Hello all! Welcome to Terrific Tetanurae! #8. Enjoy!

Today we take a look at one of the smallest non-avian dinosaurs. Enter the “Ashdown maniraptoran.” In 2011, Darren Naish and Steve Sweetman published a paper describing a single, tiny vertebra from an adult theropod. This specimen was collected from the Lower Cretaceous Wealden Supergroup in England. Because the dinosaur is only known from a single bone, it’s hard to definitively place this animal in any family of theropod dinosaurs, but we can be pretty certain it is some sort of maniraptoran based on the morphology of the vertebra.

The vertebra itself is a tiny cervical. I mean a really tiny one. And because there is no neurocentral suture perceivable, we can surmise that the animal was full grown. Besides the initial description and Darren Naish’s blog post on the animal, there really hasn’t been much discussion of this guy.

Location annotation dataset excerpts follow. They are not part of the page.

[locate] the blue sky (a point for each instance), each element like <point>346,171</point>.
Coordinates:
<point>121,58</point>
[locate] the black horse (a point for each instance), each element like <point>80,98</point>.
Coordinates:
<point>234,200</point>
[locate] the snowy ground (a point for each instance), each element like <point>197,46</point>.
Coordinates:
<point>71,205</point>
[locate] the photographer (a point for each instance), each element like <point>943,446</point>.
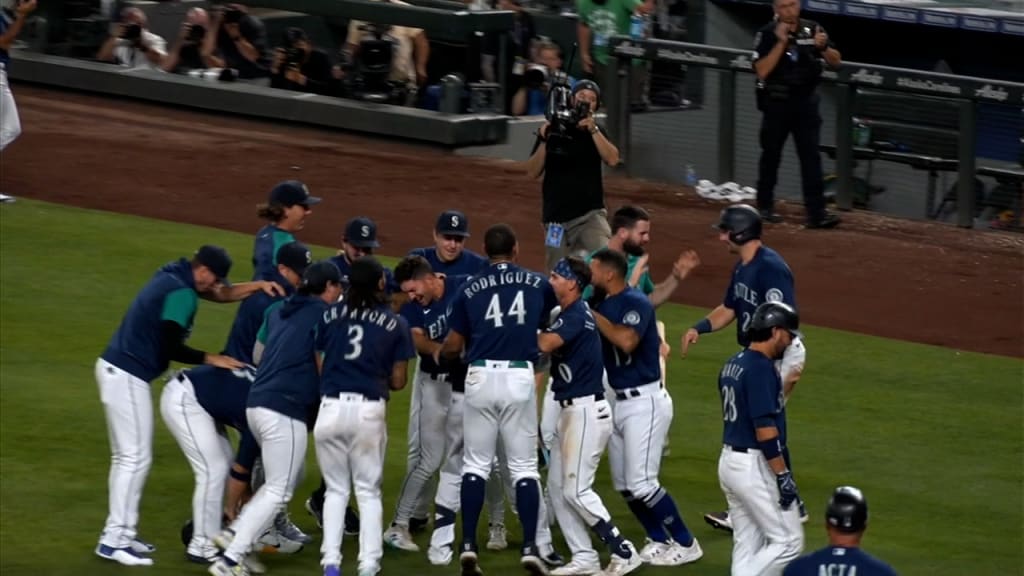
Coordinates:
<point>238,41</point>
<point>568,152</point>
<point>790,53</point>
<point>187,51</point>
<point>531,97</point>
<point>131,45</point>
<point>297,66</point>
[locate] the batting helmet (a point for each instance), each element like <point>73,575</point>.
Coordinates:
<point>775,315</point>
<point>741,221</point>
<point>847,509</point>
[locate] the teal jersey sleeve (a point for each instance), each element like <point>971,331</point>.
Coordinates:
<point>179,306</point>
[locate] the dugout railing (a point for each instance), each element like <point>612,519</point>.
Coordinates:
<point>966,93</point>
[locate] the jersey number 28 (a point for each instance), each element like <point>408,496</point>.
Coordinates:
<point>497,317</point>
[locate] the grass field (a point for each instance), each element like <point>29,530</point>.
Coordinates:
<point>933,436</point>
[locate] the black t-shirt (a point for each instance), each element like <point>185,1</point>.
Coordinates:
<point>800,67</point>
<point>252,30</point>
<point>573,183</point>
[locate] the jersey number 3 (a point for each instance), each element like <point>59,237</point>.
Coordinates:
<point>497,317</point>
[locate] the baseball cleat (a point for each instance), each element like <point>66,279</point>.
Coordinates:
<point>719,521</point>
<point>578,568</point>
<point>124,556</point>
<point>397,536</point>
<point>497,539</point>
<point>678,554</point>
<point>287,529</point>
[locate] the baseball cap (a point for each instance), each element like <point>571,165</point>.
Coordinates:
<point>366,273</point>
<point>318,274</point>
<point>290,193</point>
<point>295,255</point>
<point>453,222</point>
<point>361,233</point>
<point>215,258</point>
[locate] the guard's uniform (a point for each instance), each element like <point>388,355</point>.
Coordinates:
<point>788,100</point>
<point>360,347</point>
<point>286,387</point>
<point>766,537</point>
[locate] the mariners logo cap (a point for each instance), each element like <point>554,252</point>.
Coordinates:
<point>290,193</point>
<point>215,258</point>
<point>296,256</point>
<point>361,233</point>
<point>453,222</point>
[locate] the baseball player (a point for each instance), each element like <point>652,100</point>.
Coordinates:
<point>495,318</point>
<point>286,211</point>
<point>642,414</point>
<point>758,485</point>
<point>198,404</point>
<point>153,333</point>
<point>286,386</point>
<point>366,348</point>
<point>11,23</point>
<point>584,425</point>
<point>760,276</point>
<point>846,521</point>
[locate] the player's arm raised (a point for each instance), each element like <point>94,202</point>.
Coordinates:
<point>718,319</point>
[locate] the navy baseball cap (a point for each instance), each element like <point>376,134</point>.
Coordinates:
<point>361,233</point>
<point>295,255</point>
<point>453,222</point>
<point>318,274</point>
<point>215,258</point>
<point>366,273</point>
<point>290,193</point>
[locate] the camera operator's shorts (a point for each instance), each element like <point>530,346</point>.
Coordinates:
<point>580,237</point>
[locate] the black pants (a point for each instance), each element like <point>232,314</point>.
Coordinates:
<point>801,117</point>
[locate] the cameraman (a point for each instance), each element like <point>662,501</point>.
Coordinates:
<point>131,45</point>
<point>573,213</point>
<point>297,66</point>
<point>237,40</point>
<point>187,51</point>
<point>531,97</point>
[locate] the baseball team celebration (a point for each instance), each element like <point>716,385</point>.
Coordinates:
<point>238,346</point>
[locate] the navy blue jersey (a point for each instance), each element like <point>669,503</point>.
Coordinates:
<point>268,240</point>
<point>577,367</point>
<point>632,307</point>
<point>224,394</point>
<point>499,312</point>
<point>390,286</point>
<point>468,262</point>
<point>360,347</point>
<point>432,319</point>
<point>136,346</point>
<point>837,561</point>
<point>247,323</point>
<point>287,380</point>
<point>752,398</point>
<point>764,279</point>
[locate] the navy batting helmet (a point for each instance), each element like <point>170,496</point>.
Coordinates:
<point>847,509</point>
<point>775,315</point>
<point>741,221</point>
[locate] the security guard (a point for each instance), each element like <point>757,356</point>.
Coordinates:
<point>787,62</point>
<point>846,520</point>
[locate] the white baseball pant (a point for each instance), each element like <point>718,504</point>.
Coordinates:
<point>128,406</point>
<point>208,450</point>
<point>765,538</point>
<point>582,435</point>
<point>351,440</point>
<point>10,124</point>
<point>283,449</point>
<point>641,423</point>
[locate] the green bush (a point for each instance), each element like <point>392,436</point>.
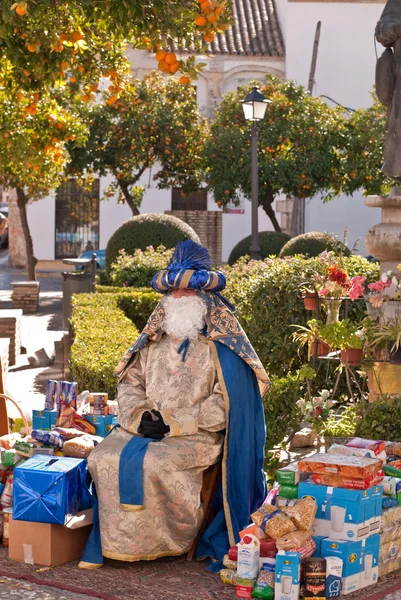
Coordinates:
<point>147,230</point>
<point>270,242</point>
<point>312,244</point>
<point>281,411</point>
<point>381,420</point>
<point>268,300</point>
<point>137,270</point>
<point>101,335</point>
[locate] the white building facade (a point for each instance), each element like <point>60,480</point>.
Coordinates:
<point>274,39</point>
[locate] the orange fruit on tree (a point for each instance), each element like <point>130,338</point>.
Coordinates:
<point>160,55</point>
<point>170,58</point>
<point>163,66</point>
<point>200,21</point>
<point>21,9</point>
<point>33,46</point>
<point>174,67</point>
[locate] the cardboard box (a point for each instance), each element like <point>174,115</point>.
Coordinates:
<point>360,561</point>
<point>344,514</point>
<point>103,423</point>
<point>287,576</point>
<point>45,544</point>
<point>44,419</point>
<point>48,489</point>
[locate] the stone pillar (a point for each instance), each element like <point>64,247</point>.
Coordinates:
<point>17,257</point>
<point>383,241</point>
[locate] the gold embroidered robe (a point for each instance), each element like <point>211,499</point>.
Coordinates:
<point>188,395</point>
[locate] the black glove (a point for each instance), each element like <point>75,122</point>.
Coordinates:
<point>155,429</point>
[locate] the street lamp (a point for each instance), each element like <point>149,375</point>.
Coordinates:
<point>254,107</point>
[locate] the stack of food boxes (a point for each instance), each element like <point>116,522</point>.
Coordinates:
<point>346,484</point>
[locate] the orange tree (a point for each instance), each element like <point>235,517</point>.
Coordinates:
<point>85,39</point>
<point>302,147</point>
<point>363,159</point>
<point>155,123</point>
<point>34,131</point>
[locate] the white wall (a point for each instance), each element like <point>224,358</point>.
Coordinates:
<point>42,224</point>
<point>345,71</point>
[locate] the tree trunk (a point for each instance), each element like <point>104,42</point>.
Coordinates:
<point>267,204</point>
<point>21,203</point>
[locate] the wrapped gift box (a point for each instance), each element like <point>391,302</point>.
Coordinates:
<point>48,489</point>
<point>103,423</point>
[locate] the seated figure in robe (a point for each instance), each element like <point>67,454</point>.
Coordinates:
<point>189,396</point>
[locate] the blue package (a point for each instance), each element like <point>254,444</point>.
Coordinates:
<point>48,489</point>
<point>103,423</point>
<point>44,419</point>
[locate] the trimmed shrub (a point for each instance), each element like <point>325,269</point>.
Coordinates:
<point>101,335</point>
<point>146,230</point>
<point>381,420</point>
<point>270,242</point>
<point>313,244</point>
<point>281,411</point>
<point>138,270</point>
<point>268,301</point>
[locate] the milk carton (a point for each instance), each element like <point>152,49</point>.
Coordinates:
<point>334,570</point>
<point>248,557</point>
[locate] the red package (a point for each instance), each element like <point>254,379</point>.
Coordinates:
<point>351,483</point>
<point>243,591</point>
<point>376,446</point>
<point>268,549</point>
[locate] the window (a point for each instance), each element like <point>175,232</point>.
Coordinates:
<point>196,201</point>
<point>77,219</point>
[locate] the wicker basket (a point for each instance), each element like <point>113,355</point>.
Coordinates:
<point>23,417</point>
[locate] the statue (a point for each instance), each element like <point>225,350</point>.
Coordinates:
<point>388,84</point>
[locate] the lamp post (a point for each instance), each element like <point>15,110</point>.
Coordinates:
<point>254,106</point>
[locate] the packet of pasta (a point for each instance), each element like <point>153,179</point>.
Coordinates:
<point>272,521</point>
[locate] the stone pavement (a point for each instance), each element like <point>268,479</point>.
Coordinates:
<point>24,383</point>
<point>23,590</point>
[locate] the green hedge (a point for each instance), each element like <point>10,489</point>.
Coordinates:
<point>270,242</point>
<point>147,230</point>
<point>268,301</point>
<point>314,243</point>
<point>101,335</point>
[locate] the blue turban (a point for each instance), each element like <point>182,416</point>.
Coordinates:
<point>190,267</point>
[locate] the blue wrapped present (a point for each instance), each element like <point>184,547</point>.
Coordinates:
<point>48,489</point>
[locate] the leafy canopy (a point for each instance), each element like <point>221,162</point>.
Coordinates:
<point>44,38</point>
<point>154,123</point>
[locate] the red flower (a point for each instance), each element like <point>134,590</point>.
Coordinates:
<point>337,275</point>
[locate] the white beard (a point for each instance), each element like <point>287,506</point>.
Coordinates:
<point>184,317</point>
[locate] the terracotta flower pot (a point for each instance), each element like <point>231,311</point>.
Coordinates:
<point>351,357</point>
<point>311,302</point>
<point>322,348</point>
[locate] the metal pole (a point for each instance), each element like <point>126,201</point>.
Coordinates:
<point>254,250</point>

Contrary to popular thought, I don’t believe the vertebra came from a protoarchaeopterygid (although I should note that even those who have supposed this animal to be a protoarchaeopterygid have considered their hypotheses highly speculative). Rather, I think it may be a more derived oviraptorosaur. Indeed, the X-shape of the vertebra in dorsal view, as noted by Darren Naish, is also found in a variety of oviraptorosaurs, namely Microvenator. The “Ashdown maniraptoran” vertebra also seems more mediolaterally compressed then that of oviraptorosaurs like Microvenator. However, mediolateral compression is found in the vertebra of some derived oviraptorosaurs, namely Nomingia. 

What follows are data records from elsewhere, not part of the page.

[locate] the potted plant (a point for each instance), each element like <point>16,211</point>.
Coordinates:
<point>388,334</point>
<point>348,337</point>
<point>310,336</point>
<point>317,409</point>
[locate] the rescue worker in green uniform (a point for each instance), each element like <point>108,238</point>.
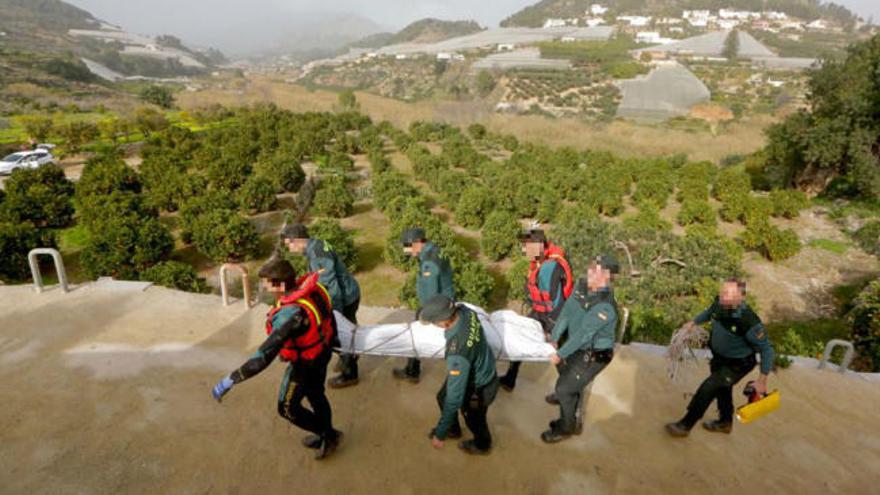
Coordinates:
<point>471,383</point>
<point>434,277</point>
<point>335,277</point>
<point>584,336</point>
<point>300,330</point>
<point>736,335</point>
<point>548,284</point>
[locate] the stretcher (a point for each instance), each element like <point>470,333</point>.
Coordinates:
<point>511,336</point>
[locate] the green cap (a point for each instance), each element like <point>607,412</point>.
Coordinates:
<point>608,262</point>
<point>436,309</point>
<point>413,235</point>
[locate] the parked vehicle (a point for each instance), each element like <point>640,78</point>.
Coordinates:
<point>25,159</point>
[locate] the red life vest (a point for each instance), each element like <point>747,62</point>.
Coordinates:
<point>314,300</point>
<point>542,300</point>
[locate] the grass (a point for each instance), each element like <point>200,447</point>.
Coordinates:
<point>830,245</point>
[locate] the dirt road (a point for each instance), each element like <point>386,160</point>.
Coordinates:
<point>109,392</point>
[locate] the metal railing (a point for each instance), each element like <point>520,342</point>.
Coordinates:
<point>59,268</point>
<point>245,283</point>
<point>847,358</point>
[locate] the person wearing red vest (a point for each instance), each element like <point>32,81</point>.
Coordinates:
<point>301,329</point>
<point>548,284</point>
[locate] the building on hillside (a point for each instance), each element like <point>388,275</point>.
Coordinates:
<point>551,23</point>
<point>635,20</point>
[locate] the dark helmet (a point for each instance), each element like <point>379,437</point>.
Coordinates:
<point>295,231</point>
<point>533,235</point>
<point>278,268</point>
<point>413,235</point>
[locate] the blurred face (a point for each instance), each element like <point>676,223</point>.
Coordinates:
<point>273,287</point>
<point>296,246</point>
<point>533,250</point>
<point>413,249</point>
<point>597,277</point>
<point>731,295</point>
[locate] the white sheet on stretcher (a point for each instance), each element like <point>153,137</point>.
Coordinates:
<point>511,336</point>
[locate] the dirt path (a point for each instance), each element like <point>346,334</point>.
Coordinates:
<point>108,392</point>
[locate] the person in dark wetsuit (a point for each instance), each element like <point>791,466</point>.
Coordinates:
<point>301,327</point>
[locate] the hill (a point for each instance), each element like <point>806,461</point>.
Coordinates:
<point>423,31</point>
<point>535,15</point>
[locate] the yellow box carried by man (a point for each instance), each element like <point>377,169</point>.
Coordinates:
<point>759,408</point>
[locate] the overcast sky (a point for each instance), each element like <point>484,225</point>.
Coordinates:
<point>220,22</point>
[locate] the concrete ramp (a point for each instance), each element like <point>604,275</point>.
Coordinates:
<point>109,392</point>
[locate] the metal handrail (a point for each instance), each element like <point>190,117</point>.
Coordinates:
<point>245,282</point>
<point>59,268</point>
<point>847,358</point>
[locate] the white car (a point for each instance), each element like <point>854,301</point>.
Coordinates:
<point>25,159</point>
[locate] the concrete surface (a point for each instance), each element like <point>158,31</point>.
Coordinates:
<point>109,392</point>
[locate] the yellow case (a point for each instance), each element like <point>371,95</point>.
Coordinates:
<point>757,409</point>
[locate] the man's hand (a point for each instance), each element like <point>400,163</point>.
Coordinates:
<point>761,385</point>
<point>222,388</point>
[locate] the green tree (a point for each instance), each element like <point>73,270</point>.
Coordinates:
<point>257,195</point>
<point>160,96</point>
<point>41,196</point>
<point>225,236</point>
<point>175,275</point>
<point>485,83</point>
<point>500,235</point>
<point>333,198</point>
<point>37,126</point>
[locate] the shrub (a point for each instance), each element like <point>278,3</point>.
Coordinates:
<point>868,237</point>
<point>333,199</point>
<point>694,211</point>
<point>175,275</point>
<point>731,185</point>
<point>338,239</point>
<point>500,235</point>
<point>224,235</point>
<point>124,246</point>
<point>788,203</point>
<point>472,207</point>
<point>865,320</point>
<point>17,239</point>
<point>41,196</point>
<point>286,174</point>
<point>257,195</point>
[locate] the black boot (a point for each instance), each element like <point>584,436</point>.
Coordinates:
<point>554,435</point>
<point>343,381</point>
<point>718,426</point>
<point>678,429</point>
<point>329,444</point>
<point>470,447</point>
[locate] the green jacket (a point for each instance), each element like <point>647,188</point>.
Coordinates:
<point>470,365</point>
<point>435,275</point>
<point>332,274</point>
<point>588,321</point>
<point>737,333</point>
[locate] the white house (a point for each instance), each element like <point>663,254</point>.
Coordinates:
<point>549,23</point>
<point>635,20</point>
<point>597,9</point>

I hope you enjoyed Terrific Tetanurae! #8, and thanks for reading! 

References

1. Naish, D. & Sweetman, S. C. 2011. “A tiny maniraptoran dinosaur in the Lower Cretaceous Hastings Group: evidence from a new vertebrate-bearing locality in south-east England.” Cretaceous Research 32(4):464-471.

2. Makovicky, P. J. & Sues, H. D. 1998. “Anatomy and phylogenetic relationships of the theropod dinosaur Microvenator celer from the Lower Cretaceous of Montana.”  American Museum Novitates 3240:1-27.

3. Barsbold R., Osmólska, H., Watabe M., Currie, P. J. & Tsogtbaatar K.  .2000. “New oviraptorosaur (Dinosauria, Theropoda) from Mongolia: The first dinosaur with a pygostyle.” Acta Palaeontologica Polonica 45(2):97–106.